Records of registers and receivers of district land offices in Iowa, 1838-1909; Kansas, 1857-1925; and Nebraska, 1859-1931:

  • Alliance, Nebraska;
  • Augusta, Kansas;
  • Broken Bow, Nebraska;
  • Burlington, Iowa;
  • Cawker City, Kansas;
  • Chandron, Nebraska;
  • Chariton, Iowa;
  • Colby, Kansas;
  • Concordia, Kansas;
  • Decorah, Iowa;
  • Des Moines, Iowa;
  • Dodge City, Kansas;
  • Dubuque, Iowa;
  • Fort Dodge, Iowa;
  • Fort Scott, Kansas;
  • Garden City, Kansas;
  • Hays City, Kansas;
  • Humboldt, Kansas;
  • Independence, Kansas;
  • Iowa City, Iowa;
  • Junction City, Kansas;
  • Kanesville, Iowa;
  • Kirwin, Kansas;
  • Larned, Kansas;
  • Lincoln, Nebraska;
  • Neodesha, Kansas;
  • North Platte, Nebraska;
  • Oberlin, Kansas;
  • O'Neill, Nebraska;
  • Salina, Kansas;
  • Sioux City, Iowa;
  • Sydney, Nebraska;
  • Topeka, Kansas;
  • Valentine, Nebraska;
  • Wakeeney, Kansas;
  • Wichita, Kansas.
The records relate primarily to the collection of fees, official accounts, the status of entry claims (military bounty, private, timber culture, pre-emption and homesteads), and contested homesteads (Dodge City and Topeka).

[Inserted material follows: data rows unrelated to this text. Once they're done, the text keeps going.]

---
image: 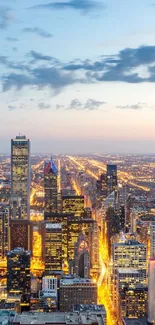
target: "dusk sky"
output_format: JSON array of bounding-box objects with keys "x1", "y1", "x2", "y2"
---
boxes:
[{"x1": 1, "y1": 0, "x2": 155, "y2": 153}]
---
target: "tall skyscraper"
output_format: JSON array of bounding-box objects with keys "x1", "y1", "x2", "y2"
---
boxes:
[
  {"x1": 0, "y1": 204, "x2": 9, "y2": 259},
  {"x1": 150, "y1": 221, "x2": 155, "y2": 258},
  {"x1": 148, "y1": 259, "x2": 155, "y2": 323},
  {"x1": 44, "y1": 157, "x2": 58, "y2": 213},
  {"x1": 62, "y1": 195, "x2": 84, "y2": 217},
  {"x1": 148, "y1": 222, "x2": 155, "y2": 323},
  {"x1": 74, "y1": 233, "x2": 90, "y2": 278},
  {"x1": 9, "y1": 219, "x2": 31, "y2": 251},
  {"x1": 11, "y1": 135, "x2": 30, "y2": 219},
  {"x1": 107, "y1": 164, "x2": 117, "y2": 196},
  {"x1": 7, "y1": 248, "x2": 31, "y2": 309},
  {"x1": 43, "y1": 222, "x2": 62, "y2": 272}
]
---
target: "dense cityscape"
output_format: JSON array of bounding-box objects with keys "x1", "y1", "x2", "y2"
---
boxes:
[{"x1": 0, "y1": 135, "x2": 154, "y2": 325}]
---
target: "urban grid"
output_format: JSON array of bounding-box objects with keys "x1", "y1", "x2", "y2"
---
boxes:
[{"x1": 0, "y1": 135, "x2": 154, "y2": 325}]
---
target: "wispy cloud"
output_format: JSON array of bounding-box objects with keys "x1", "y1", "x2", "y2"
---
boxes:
[
  {"x1": 0, "y1": 6, "x2": 14, "y2": 29},
  {"x1": 22, "y1": 27, "x2": 53, "y2": 38},
  {"x1": 30, "y1": 0, "x2": 103, "y2": 14},
  {"x1": 116, "y1": 102, "x2": 147, "y2": 110},
  {"x1": 68, "y1": 98, "x2": 105, "y2": 110},
  {"x1": 38, "y1": 102, "x2": 51, "y2": 110},
  {"x1": 6, "y1": 37, "x2": 18, "y2": 42},
  {"x1": 28, "y1": 51, "x2": 59, "y2": 64}
]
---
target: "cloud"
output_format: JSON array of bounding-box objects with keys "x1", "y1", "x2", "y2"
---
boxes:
[
  {"x1": 68, "y1": 98, "x2": 105, "y2": 110},
  {"x1": 84, "y1": 98, "x2": 105, "y2": 110},
  {"x1": 2, "y1": 67, "x2": 78, "y2": 92},
  {"x1": 8, "y1": 105, "x2": 16, "y2": 111},
  {"x1": 0, "y1": 6, "x2": 14, "y2": 29},
  {"x1": 4, "y1": 45, "x2": 155, "y2": 94},
  {"x1": 38, "y1": 102, "x2": 51, "y2": 110},
  {"x1": 22, "y1": 27, "x2": 53, "y2": 38},
  {"x1": 117, "y1": 102, "x2": 146, "y2": 110},
  {"x1": 28, "y1": 51, "x2": 59, "y2": 64},
  {"x1": 64, "y1": 45, "x2": 155, "y2": 83},
  {"x1": 30, "y1": 0, "x2": 103, "y2": 14},
  {"x1": 6, "y1": 37, "x2": 18, "y2": 42}
]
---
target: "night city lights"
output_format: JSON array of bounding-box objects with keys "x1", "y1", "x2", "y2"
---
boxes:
[{"x1": 1, "y1": 1, "x2": 155, "y2": 325}]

Some records also relate to surveys, undertaken in 1841, of portions of the Blackhawk Purchase, Keokuk Reserve, and Sac and Fox Cession in Iowa, registers of absentee Wyandotte Indian selections in Kansas, instructions governing purchase of Osage ceded lands in Kansas, and records of some townsites in Iowa, Kansas, and Nebraska. Included are abstracts of land entries, control dockets, correspondence, homestead claim papers, land entry case files and papers, land survey data sheets, registers, and tract books.

Finding Aids
Preliminary inventory.

Harry P. Yoshpe and Philip P. Brower, comps., Preliminary Inventory of the Land-Entry Papers of the General Land Office, PI 22 (1949).

Related Microfilm Publications
M25, Miscellaneous Letters Sent by the General Land Office, 1796-1889; M27, Letters Sent by the General Land Office to Surveyor General, 1796-1901.